Elazığ TSO olarak amaçlarının Baskil coğrafyasında üretilen kaysıların farkını ortaya koymak ve Malatya kayısı ile anılmasının yanlışlığına dikkat çekmek olduğunu aktaran Elazığ TSO Başkanı İdris Alan, "Amacımız Baskil kayısısının marka değerini ortaya koymaktır" dedi. Bazı Elazığ ve Kahramanmaraş milletvekillerinin ‘Malatya Kayısısı’ adını tartışmaya açmaları, kendilerine pay çıkarma çabalarına CHP Malatya Milletvekili Veli Ağbaba karşı çıkarak, “Bizim rakibimiz Baskil değil, Elbistan değil. Bizim rakibimiz Özbekistan, İran gibi ülkeler.” dedi. Malatya Turgut Özal Üniversitesi Rektör Yardımcısı ve Ziraat Fakültesi eski dekanı Orhan Gündüz ise, “Bunu tartışmaya açmak gaflet değilse cehalettir.” diye açıklama yaptı.
ELAZIĞ'IN DERDİ ŞİMDİ DE MALATYA KAYISISI MARKASI..
Elazığ Ticaret ve Sanayi Odası Başkanı İdris Alan, MHP Milletvekili Semih Işıkver’in, Baskil ilçesinde yetişen kayısının ‘Malatya Kayısısı’ adıyla tanıtılmasının yanlışlığını gündeme getirmesinin ardından açıklamalarda bulundu.

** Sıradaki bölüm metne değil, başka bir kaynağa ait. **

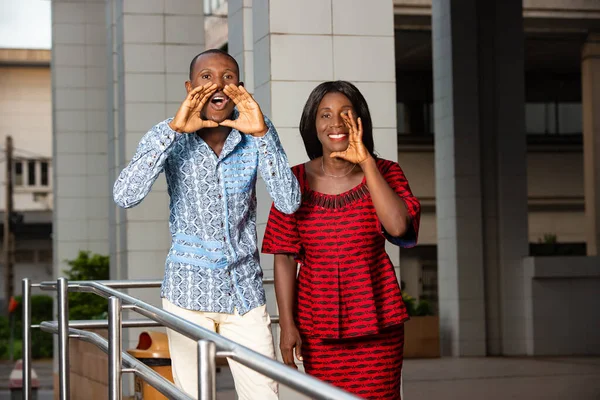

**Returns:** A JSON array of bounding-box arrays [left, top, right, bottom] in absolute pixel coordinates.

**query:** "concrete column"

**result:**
[[582, 34, 600, 256], [107, 0, 205, 310], [432, 0, 528, 356], [479, 0, 529, 356], [52, 0, 109, 274], [228, 0, 255, 93]]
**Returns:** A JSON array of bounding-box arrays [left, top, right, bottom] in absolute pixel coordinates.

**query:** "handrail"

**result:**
[[39, 322, 193, 400], [28, 278, 363, 400], [36, 278, 274, 290]]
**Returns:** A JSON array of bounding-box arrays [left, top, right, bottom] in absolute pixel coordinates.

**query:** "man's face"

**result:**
[[186, 53, 240, 124]]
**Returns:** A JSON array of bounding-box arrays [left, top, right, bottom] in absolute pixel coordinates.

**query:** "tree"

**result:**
[[63, 251, 109, 320]]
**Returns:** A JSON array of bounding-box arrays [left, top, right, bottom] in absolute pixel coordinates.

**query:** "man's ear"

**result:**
[[185, 80, 192, 93]]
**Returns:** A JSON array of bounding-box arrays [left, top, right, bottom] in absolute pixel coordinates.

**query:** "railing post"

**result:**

Başkan Alan, "Bilindiği gibi Baskil sınırları içinde yetiştirilen ve kendine has tadı, aroması ve şekeri olan Baskil kayısımız, Malatya Kayısısı olarak ülke ve dünya piyasasında satılmakta ve Baskil yöresinin kayısısı da bu marka ile pazarlanmaktadır. 2023 depreminde birlikte Malatya Kayısı Borsası’nın yıkılması sonrası kayısı borsasının Baskil’de kurulmasını önerdik ve bu tarihte Etak’ı kurmaya başladık. Üreticilerimizle yaptığımız istişareler sonucu ilçemizde üretilen ürünlerin işlenip, paketlendikten sonra ‘Baskil Kayısısı’ markası ile pazarlanması amacıyla Elazığ Tarımsal Kalkınma Kooperatifi’nin (ETAK) kurulmasını sağladık. 3 bin 500 metrekare alan üzerine kurulan tesis hem istihdam oluşturması hem de bölgede üretilen kayısıların değerinden alınmasını sağladı" diye konuştu.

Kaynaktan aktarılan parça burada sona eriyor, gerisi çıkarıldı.